In direct casting of crystalline metal sheet or strip on a continuous basis by the so-called melt drag process wherein a continuous chill surface moves through and out of a melt of the metal, a thin film of metal is solidified almost instantaneously upon contact with the chill. This film is firmly adhered to the chill and grows in thickness with continued heat extraction as it moves through and out of the melt. Rapid extraction of heat by the chill results in thermal shrinking of the formed strip until the bond between the strip and chill is broken, at which point there is a marked reduction in heat transfer from the strip to the chill.

One difficulty which has been encountered in direct casting of thin wide sheet in continuous strip form from metals having a relatively low melting temperature such as aluminum and zinc is the tendency of the strip to release from the chill in an uneven manner when cast upon a smooth chill surface. It has generally been considered that this results from the evolution of gases from the melt between the chill and strip which gases expand and cause localized premature separation of the strip from the chill surface. As a result, it has been proposed to cast such metals on chill surfaces having a pattern of fine, closely spaced grooves or channels providing escape passages for such gases.

While grooved chill surfaces have been successfully used in the production of wide crystalline metal sheet in a melt drag process, the use of such a chill surface is not entirely satisfactory for various reasons. For example, providing the necessary uniform grooving pattern over a large surface substantially increases the initial cost of the chill. Further, to be effective, the grooves should be relatively fine and closely spaced to provide both the required gas escape routes and effective heat transfer. Cleaning and maintenance of such a grooved chill, both during use and between casting runs, can result in changing or destroying the groove pattern, making it necessary to either regroove or replace the chill surface.

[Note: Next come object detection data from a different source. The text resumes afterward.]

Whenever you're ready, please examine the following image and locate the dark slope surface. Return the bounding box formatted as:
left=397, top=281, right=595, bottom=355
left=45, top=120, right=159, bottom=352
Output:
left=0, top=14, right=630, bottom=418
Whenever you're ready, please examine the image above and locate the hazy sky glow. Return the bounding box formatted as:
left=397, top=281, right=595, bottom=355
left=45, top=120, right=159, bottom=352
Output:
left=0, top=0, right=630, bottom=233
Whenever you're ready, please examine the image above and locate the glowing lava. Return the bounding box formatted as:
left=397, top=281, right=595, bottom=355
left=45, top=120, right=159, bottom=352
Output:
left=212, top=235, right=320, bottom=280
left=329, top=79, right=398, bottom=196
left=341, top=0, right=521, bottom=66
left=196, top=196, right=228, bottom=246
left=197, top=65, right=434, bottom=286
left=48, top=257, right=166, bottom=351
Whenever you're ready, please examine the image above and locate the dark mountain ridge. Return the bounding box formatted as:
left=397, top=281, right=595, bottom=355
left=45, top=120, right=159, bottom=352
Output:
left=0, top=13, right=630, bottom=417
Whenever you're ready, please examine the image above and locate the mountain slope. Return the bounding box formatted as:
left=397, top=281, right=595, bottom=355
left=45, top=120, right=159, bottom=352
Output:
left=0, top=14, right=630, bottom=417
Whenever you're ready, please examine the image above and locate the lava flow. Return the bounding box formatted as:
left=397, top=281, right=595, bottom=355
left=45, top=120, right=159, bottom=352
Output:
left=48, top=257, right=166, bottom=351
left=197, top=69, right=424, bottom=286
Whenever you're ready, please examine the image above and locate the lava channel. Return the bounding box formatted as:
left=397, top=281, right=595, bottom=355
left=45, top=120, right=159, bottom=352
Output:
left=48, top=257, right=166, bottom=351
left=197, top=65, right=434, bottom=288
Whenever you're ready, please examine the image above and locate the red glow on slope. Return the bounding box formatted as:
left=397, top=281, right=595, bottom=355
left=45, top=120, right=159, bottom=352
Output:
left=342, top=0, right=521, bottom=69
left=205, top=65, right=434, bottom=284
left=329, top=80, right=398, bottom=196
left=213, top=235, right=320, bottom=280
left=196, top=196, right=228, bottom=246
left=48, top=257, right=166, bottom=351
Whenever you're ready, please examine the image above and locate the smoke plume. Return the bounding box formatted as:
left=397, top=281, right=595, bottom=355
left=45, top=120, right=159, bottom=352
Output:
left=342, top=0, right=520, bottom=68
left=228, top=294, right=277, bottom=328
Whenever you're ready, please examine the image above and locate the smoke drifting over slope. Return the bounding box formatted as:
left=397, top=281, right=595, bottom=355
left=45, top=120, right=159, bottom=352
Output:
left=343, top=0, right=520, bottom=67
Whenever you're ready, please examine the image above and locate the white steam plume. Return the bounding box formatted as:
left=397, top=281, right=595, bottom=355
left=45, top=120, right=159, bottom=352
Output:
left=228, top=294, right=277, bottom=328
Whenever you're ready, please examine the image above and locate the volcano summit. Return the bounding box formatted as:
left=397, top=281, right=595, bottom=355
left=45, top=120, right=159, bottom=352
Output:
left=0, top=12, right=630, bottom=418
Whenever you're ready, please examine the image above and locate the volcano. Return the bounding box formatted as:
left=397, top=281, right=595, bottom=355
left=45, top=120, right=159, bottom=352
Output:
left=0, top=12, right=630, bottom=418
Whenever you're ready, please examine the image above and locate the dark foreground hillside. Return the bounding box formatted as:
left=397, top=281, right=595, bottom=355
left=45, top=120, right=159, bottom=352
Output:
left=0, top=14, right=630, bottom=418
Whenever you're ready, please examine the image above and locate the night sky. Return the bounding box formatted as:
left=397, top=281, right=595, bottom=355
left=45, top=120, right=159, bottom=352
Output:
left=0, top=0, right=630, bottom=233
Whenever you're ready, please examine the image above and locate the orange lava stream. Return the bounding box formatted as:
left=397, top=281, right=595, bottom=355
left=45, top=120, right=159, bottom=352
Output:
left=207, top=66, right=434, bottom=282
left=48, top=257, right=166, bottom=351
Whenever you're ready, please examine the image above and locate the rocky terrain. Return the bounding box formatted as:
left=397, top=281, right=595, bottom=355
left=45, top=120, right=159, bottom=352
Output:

It has been discovered that in casting metals having a high melting temperature such as steel and some amorphous metals, the problems of uneven release due to localized gas pockets is not encountered after the initial start-up so that casting can be accomplished on a smooth chill surface. German Patent DE No. 2950406 discloses, however, that dew drops and gases from the ambient air, which condense on and adhere to the chill surface before casting commences, can vaporize and cause thin spots or depressions in the cast surface of amorphous metal strip at the beginning of a casting run. This adhering moisture is quickly evaporated by liquid metal having such high melting temperatures, however, so that the problem is eliminated once the chill surface temperature is stabilized during casting. To solve this problem at the beginning of a casting run, this German patent provides a heater at a location ahead of the point of contact between the melt and the chill surface to preheat the chill before flow of the molten metal is commenced. After the casting operation is commenced the heater is deenergized.

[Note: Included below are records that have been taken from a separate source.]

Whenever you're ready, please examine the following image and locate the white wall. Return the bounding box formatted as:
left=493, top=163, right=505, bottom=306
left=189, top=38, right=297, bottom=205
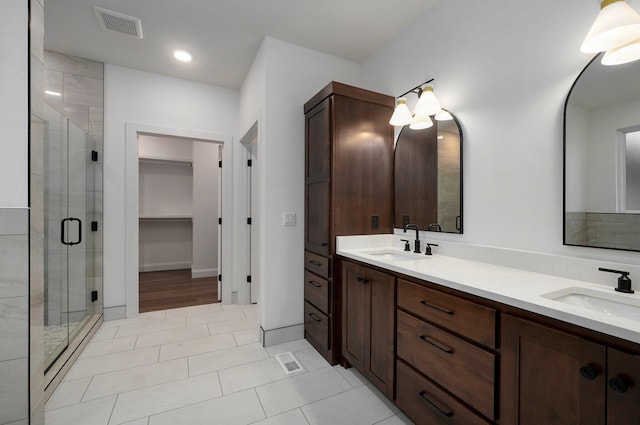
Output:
left=191, top=142, right=219, bottom=277
left=240, top=38, right=359, bottom=331
left=0, top=1, right=29, bottom=208
left=104, top=64, right=239, bottom=315
left=362, top=0, right=640, bottom=261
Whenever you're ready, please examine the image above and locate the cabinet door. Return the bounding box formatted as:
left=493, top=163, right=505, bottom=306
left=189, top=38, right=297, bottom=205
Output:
left=501, top=315, right=606, bottom=425
left=342, top=262, right=395, bottom=398
left=607, top=348, right=640, bottom=425
left=305, top=99, right=333, bottom=255
left=365, top=269, right=396, bottom=399
left=342, top=262, right=369, bottom=373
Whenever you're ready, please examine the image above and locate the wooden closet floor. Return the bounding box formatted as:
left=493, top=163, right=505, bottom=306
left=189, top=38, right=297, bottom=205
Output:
left=139, top=269, right=218, bottom=313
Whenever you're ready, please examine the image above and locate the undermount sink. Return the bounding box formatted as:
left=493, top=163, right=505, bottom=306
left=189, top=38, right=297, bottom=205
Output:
left=363, top=249, right=428, bottom=261
left=542, top=287, right=640, bottom=321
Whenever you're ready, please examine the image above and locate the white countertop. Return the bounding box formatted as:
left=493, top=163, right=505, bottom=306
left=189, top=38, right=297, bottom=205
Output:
left=336, top=235, right=640, bottom=344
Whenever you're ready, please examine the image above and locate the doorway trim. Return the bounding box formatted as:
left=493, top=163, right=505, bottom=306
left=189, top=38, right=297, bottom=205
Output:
left=124, top=123, right=233, bottom=318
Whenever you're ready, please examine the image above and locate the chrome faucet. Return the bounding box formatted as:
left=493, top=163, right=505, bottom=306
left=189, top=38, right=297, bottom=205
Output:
left=404, top=223, right=421, bottom=254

U.S. Pat. No. 4,250,950 also teaches that, in the direct strip casting of aluminum, impurities including organic substances, hydroxides and various salts which contain water of crystalization may accumulate on a chill surface, generating gases upon contact with the molten aluminum and requiring the system of channels or grooves to permit escape routes for the gases.

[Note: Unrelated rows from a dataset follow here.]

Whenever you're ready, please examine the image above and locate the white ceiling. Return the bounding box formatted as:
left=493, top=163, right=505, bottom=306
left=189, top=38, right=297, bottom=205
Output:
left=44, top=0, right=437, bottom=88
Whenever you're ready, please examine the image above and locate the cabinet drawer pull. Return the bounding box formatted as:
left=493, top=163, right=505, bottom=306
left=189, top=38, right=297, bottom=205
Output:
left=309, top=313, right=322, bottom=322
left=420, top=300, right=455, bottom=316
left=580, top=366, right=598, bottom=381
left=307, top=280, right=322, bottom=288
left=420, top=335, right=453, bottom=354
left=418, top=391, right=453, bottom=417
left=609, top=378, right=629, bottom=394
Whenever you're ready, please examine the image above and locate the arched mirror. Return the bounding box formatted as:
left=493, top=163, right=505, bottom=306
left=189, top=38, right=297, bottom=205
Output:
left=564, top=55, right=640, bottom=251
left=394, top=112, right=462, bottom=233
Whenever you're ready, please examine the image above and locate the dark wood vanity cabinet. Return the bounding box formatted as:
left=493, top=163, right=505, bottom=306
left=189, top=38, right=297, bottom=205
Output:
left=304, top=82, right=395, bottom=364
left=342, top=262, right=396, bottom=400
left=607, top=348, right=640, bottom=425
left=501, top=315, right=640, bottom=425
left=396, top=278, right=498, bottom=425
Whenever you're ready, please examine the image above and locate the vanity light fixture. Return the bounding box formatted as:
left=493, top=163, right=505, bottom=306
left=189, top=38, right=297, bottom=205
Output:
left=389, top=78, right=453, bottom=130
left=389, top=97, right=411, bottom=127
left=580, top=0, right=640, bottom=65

The production of metal sheet in continuous strip form by a melt drag process on a commercial basis requires operation in an industrial environment which frequently contains vapors of various substances such as lubricating oils which may adhere to or condense on a clean smooth chill surface operating at temperatures normally encountered in such operations when casting metals such as aluminum or zinc, having relatively low melting temperatures. Even minute quantities of such substances can produce pockets of gas adversely affecting the heat transfer when suddenly heated to the melting point of the metal being cast.

SUMMARY OF THE INVENTION

It has been discovered that aluminum and other metals having a melting temperature below about 900° C. can be directly cast into thin wide crystalline sheet in continuous strip form in accordance with the present invention without requiring the use of grooves, channels, or other means providing gas escape passages between the chill and the strip being cast. This is accomplished by maintaining the chill surface which contacts the melt, preferably by reheating the surface immediately prior to reentering the melt, at a temperature which vaporizes any water or other material which has condensed on the surface and removing any water of crystalization from salt crystals which could become vaporized upon contact with the molten metal to be cast. In accordance with the preferred embodiment of the invention, a high intensity heat source is provided adjacent the chill surface at a location just prior to the surface contacting the molten metal whereby only the surface portion of the chill is heated to liberate any vapors while minimizing the adverse effect on the cooling capacity of the chill substrate surface. The temperature of the chill surface immediately prior to contact with the melt is at least about 185° C. and preferably at least about 200° C.

BRIEF DESCRIPTION OF THE DRAWINGS

The foregoing and other features and advantages of the invention will be apparent from the detailed description contained herein below, taken in conjunction with the drawings, in which:

FIG. 1 is a fragmentary side elevation view of a direct strip casting apparatus according to the present invention, with portions broken away to more clearly show other parts;

FIG. 2 is a top plan view of a portion of the structure shown in FIG. 1; and

FIG. 3 is an enlarged fragmentary view, partially in section, of the chill wheel used in the apparatus of FIGS. 1 and 2.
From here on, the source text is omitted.